Because I did not grow up in the industry but transitioned into it as a journalist years into my career I’ve never really viewed myself as an insider. Still, I have had almost unfettered access to some industry insiders, some of whom have taken me under a wing and helped me understand the things I write about.
One thing I’ve observed over the years as farmers, ranchers and industry officials discuss issues of common interest is how quickly the agriculture industry can turn on itself.
This is happening right now in California’s fractured water wars and it needs to stop.
If you hold to the idea that about 1 percent of the American population farms commercially, then back out all those who do so without a keen interest in irrigation water, the ratio between those who control the water and those who directly use it is staggering.

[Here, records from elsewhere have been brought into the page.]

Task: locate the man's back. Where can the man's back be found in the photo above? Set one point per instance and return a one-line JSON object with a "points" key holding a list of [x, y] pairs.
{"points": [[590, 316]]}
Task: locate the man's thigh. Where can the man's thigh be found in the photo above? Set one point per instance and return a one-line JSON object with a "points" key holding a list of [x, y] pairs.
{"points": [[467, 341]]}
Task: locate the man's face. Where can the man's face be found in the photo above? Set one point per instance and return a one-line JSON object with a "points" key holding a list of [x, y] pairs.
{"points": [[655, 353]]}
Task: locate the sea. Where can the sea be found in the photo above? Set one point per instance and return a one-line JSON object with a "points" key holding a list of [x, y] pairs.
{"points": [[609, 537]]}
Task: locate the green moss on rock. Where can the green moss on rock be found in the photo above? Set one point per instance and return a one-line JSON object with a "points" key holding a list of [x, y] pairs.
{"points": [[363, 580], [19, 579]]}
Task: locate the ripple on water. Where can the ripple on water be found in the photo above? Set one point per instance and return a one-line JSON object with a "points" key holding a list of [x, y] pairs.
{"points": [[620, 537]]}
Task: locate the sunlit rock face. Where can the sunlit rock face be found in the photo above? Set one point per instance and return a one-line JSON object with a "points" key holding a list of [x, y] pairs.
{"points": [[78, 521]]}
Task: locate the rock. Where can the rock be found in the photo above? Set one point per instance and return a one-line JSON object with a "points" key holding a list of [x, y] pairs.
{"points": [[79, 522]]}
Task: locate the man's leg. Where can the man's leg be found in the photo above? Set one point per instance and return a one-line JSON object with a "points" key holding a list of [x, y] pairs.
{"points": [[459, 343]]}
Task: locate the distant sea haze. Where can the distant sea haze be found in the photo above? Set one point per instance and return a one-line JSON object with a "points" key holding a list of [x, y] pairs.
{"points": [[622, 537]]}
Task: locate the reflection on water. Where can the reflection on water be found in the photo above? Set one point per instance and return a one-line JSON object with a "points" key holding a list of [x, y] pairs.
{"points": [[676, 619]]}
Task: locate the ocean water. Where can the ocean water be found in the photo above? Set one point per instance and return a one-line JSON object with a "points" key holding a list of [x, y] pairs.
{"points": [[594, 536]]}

It’s not just the water issues that can pit farmers against each other, but it’s as good an example as any right now given current circumstances.
I’ve spoken with farm leaders about this and of those I’ve talked to, they’ll all agree that agriculture needs to come together on everything that affects the industry. Then when the rumors are leaked from private discussions and lobbying efforts over a cornucopia of issues it becomes apparent that sometimes what they preach they do not practice.

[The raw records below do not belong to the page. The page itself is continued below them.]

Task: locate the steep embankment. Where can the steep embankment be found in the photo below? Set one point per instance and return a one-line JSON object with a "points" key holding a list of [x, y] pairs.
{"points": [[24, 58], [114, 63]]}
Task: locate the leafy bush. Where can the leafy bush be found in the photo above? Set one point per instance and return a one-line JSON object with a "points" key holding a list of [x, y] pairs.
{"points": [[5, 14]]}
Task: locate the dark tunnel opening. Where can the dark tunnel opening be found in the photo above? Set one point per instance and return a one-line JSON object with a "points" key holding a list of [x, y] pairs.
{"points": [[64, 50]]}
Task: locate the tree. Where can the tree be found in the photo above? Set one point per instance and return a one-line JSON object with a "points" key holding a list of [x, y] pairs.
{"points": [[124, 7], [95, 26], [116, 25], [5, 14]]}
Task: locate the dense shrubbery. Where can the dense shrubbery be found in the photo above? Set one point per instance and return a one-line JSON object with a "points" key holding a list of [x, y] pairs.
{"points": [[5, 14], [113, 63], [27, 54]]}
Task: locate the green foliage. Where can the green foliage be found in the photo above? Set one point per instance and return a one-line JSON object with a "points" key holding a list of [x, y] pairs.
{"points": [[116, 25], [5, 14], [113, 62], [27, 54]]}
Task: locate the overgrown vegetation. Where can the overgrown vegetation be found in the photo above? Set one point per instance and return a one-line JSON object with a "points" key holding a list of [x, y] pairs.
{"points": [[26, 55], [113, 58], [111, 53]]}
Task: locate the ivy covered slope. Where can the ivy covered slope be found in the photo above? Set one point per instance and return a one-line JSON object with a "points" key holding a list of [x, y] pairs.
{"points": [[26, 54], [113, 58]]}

It’s certainly not my aim to “out” those leaders, but you’d know them if I shared their names.
One of them went so far as to personally invite me to chat with him over this very issue. When I left his office I felt good that I’m not the only one with these thoughts and that well-placed Ag leaders share these ideas.
Yet too many times over issues related to water, land use and other big-picture ideas those involved in these groups start to nit-pick. At least that’s what I’m told as I’m never part of those discussions.
The accusations all seem quite plausible as at the coffee shop and elsewhere you’ll hear one story about one group that is “out to lunch” on an issue, then when you sit with those from the “out-to-lunch” crowd, it’s the other side that has it wrong.
Sadly what I’ve said before bears repeating: agriculture can ill-afford to be as fractured as it is. To be specific, our more immediate and long term water needs will require us to check our egos at the door. Generally speaking, we need all the allies we can get.
Fortunately, we have the ability and the technology to overcome these challenges. We simply need to prioritize our political and financial capital to get it done.
How much better off would California be if we moved with the same determination and speed on water storage that is currently being used to build an unnecessary bullet train?